Goodbye Boring Businesses. We Invest in Companies that Care what Happens Next.
I think we invented the term “boring business”... by accident. Let me explain how that term came to be and why we’ve decided to retire it at Permanent Equity.
Back in 2014, Emily Holdman and I were trying to figure out how to directly market to small businesses that might potentially be looking to sell. At that time, the idea of SMB acquisitions was still fairly unrecognized and we kept getting lumped in with venture capital. Every time we’d make a marketing push, we got a handful of qualified leads and a ton of startups looking for funding.
So we thought to ourselves, “What’s a term that could get the right peoples’ attention and help them self-select into our lead funnel?” We experimented with quite a few sayings, like “unsexy companies” and “family-owned businesses,” and eventually “boring businesses.” To our surprise, the response rate using the term “boring business” was nearly 2X everything else. In fact, if you just added the word “boring” before you said business to pretty much any copy, it would 3X the response.
So, we went for it and started using the term in almost everything we said or wrote. In September of 2015, I wrote a well-received article for Forbes with the phrase in the title. In fact, it did so well that before long, others were writing about these “boring businesses” and the opportunity to acquire them.
Fast forward to today and the term is frequently and casually thrown around in the SMB space.
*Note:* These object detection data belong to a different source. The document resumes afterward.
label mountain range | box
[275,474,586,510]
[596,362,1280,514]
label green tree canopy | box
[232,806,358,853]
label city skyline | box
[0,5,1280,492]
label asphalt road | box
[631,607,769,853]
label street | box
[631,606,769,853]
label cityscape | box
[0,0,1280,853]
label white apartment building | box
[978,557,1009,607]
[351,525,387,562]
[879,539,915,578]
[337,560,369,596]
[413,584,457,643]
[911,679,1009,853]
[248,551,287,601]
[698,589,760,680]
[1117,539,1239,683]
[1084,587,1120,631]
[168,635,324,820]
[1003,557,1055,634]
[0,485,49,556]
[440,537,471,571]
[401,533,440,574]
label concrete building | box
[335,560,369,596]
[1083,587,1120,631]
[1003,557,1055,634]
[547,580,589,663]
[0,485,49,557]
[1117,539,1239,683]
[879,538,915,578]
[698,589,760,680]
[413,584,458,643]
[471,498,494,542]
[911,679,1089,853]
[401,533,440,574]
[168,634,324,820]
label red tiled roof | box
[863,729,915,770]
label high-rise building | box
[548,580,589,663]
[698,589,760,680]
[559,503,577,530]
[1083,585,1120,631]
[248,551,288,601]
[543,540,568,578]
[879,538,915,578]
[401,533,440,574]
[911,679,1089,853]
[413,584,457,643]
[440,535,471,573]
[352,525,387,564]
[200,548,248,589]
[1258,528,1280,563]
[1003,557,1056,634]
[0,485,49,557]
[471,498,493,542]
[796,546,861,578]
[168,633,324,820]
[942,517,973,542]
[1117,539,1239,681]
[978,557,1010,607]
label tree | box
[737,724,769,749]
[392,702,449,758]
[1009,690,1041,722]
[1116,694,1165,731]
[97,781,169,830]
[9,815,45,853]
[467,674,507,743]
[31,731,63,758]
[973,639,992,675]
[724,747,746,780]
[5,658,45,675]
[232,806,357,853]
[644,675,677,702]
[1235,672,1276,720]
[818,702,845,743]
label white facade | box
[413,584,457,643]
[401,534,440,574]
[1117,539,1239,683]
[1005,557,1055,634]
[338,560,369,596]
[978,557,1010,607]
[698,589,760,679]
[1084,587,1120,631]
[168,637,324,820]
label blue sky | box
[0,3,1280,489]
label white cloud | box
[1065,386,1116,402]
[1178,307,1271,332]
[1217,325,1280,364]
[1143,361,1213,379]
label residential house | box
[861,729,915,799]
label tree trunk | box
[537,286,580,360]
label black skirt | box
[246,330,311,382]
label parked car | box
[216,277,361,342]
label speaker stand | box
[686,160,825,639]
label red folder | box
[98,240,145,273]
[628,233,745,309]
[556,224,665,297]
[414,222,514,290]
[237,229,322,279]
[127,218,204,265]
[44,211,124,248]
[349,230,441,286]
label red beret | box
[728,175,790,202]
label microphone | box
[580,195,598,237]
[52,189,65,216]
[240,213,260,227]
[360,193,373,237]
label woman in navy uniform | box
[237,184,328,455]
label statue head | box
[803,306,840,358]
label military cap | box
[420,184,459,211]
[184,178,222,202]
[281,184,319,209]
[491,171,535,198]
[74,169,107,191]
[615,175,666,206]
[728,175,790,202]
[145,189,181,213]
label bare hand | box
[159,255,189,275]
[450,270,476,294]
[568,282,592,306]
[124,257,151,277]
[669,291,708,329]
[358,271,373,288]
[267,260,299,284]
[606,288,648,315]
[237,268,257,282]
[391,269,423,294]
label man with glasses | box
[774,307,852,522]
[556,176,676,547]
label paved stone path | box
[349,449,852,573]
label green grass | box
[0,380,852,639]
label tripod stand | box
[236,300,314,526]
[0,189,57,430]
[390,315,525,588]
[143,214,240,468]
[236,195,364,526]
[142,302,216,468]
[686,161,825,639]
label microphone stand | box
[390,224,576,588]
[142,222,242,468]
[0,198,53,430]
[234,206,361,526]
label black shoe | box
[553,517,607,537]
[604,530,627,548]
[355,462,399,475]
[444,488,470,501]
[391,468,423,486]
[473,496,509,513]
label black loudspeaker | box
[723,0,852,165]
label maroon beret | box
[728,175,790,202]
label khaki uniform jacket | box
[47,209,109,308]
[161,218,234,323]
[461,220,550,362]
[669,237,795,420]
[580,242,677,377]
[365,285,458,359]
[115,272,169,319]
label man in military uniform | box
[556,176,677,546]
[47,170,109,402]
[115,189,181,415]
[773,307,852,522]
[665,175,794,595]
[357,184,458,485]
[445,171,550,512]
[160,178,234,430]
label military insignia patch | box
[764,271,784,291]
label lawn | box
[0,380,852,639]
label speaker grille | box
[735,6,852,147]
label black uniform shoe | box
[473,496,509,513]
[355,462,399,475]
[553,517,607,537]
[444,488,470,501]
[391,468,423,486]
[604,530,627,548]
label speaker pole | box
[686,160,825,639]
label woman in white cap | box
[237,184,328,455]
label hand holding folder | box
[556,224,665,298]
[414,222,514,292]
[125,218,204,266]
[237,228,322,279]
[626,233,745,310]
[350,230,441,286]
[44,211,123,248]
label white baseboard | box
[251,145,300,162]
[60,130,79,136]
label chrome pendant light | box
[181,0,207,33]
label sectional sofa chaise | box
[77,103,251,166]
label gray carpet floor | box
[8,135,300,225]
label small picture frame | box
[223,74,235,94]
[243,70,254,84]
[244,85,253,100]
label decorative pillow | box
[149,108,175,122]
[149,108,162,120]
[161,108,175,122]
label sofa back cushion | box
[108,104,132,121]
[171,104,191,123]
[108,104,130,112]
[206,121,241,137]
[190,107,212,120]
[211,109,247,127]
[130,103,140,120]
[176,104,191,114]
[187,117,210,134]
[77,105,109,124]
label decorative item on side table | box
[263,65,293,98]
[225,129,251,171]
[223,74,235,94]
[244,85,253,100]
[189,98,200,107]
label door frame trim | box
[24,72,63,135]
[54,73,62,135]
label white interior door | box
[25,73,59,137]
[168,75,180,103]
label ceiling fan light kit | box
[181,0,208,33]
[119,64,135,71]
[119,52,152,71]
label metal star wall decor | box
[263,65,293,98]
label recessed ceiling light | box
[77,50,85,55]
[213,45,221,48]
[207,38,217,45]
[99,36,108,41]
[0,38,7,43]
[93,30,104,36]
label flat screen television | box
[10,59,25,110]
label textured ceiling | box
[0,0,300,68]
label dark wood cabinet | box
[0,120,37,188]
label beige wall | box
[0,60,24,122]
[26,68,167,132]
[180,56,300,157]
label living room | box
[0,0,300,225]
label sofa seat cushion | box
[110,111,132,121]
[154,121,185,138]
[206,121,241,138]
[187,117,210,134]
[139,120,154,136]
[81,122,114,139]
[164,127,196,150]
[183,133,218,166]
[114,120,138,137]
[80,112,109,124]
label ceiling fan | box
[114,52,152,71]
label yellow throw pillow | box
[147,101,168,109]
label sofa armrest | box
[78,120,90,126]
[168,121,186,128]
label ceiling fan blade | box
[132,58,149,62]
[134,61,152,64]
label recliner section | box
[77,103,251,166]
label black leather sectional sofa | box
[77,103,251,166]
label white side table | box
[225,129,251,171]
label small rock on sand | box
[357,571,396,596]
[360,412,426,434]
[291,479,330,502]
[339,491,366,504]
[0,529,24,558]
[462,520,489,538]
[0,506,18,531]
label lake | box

Every week on Twitter I’m seeing a new person talk about buying boring businesses. In fact, some people are now even selling how-to courses with that exact phrase in the title.
Over the same period of time that boring business became a popular term, we started partnering with businesses that no one would call boring. In fact, during our initial conversations with those companies, and quite a few others, they asked about investment and culture fit based on our use of the boring business terminology. It has become clear that, at least for us, the term “boring business” no longer accurately describes what we value or what we do.
Private equity has a cringey reputation for what happens post-close, and unfortunately for good reason. Too often jargon obscures an obvious reality that a previously family-owned business will be levered to the moon, stripped of reinvestment, and flipped to the highest bidder within a short period of time. Management is often ousted and long-term strategies are sacrificed for short-term efficiency. The business that was built over decades to not only deliver profits, but also employ communities with good-paying jobs and be in partnership with vendors and customers is suddenly run from a spreadsheet at a coastal headquarters.
And for some sellers, this isn’t a problem. Topest of dollars was paid and that’s what matters. Or as one seller told us, “Money isn’t the most important criteria unless you’re not the highest bidder.” They see the slash-burn-and-turn mentality as a necessary evil. And, they’re not wrong. If someone is paying more, there can only be two logical reasons – they’re either willing to accept lower returns, or they’re planning to use more debt and more aggressively operate the company in hopes that they can make up for it. And, I don’t know anyone who is openly accepting lower returns.
But most owners care what happens next. And, so does Permanent Equity. When we invest, the answer to what happens next isn’t complicated or scary. It’s to continue on the prosperous path already in motion. It’s to do no harm. It’s to partner with the leadership team that is in place, or if the seller is the leader and wants to retire, then work collaboratively to recruit or promote. While not perfect by any means, we try to offer a kind, supportive, and hopefully thoughtful set of resources to help our family of companies flourish.
So, Permanent Equity invests in “companies that care what happens next.” Every owner we buy from cares deeply who they sell to, what comes next for the company, and how employees will be treated. Those softer transaction details and the people who express them, are as important, if not more so, than the financial details. That’s the common linkage across our portfolio and who we want to partner with. We also want to approach each organization with care, humbly learning from them before making any suggested changes, supporting them in life’s inevitable ups and downs, and building meaningful relationships over long periods of time.
So long boring businesses. It was a great run.
We look forward to working with companies that care what happens next.